Dlaczego warto zagrać w grę dla par?


Ratunkiem jest rozmowa, troska i wzajemna ciekawość oraz wdzięczność, które dają poczucie bliskości i wsparcia, a także pozwalają skutecznie pielęgnować miłość. Spróbowałam tego na własnej skórze, bo w obecnych czasach naprawdę można zapomnieć o pielęgnacji związku.

Razem z partnerem dawno nie graliśmy w żadną grę. Ciągłe przebywanie razem z powodu lockdownu sprawia, że są dni, w których wydaje nam się, że skończyły się tematy do rozmowy. Okazało się, że to nieprawda. Tematów do dyskusji na nasz temat i nie tylko wciąż jest mnóstwo i co więcej, przypomnieliśmy, jakie to fajne tak porozmawiać o sobie.

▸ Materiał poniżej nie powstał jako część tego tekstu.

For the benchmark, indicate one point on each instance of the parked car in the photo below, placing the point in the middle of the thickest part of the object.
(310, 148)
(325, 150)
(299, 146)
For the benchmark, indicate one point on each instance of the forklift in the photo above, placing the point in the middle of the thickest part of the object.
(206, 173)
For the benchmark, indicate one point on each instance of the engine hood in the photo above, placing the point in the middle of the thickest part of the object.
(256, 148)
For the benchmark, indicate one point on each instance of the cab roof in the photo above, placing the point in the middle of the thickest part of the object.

Po prostu potrzebowaliśmy atrakcyjnej metody, jak ta gra dla par, która stworzyła nam możliwości do rozmowy. Naprawdę to prosta forma, która szybko pozwala ponownie poczuć, że jesteśmy parą, a nie tylko współlokatorami, kolegami, rodzicami.

To niezwykle istotne nie tylko dla samego związku, ale również dla waszego dziecka, które dzięki temu może obserwować kochających się rodziców, otrzymując przykład zdrowej relacji między partnerami.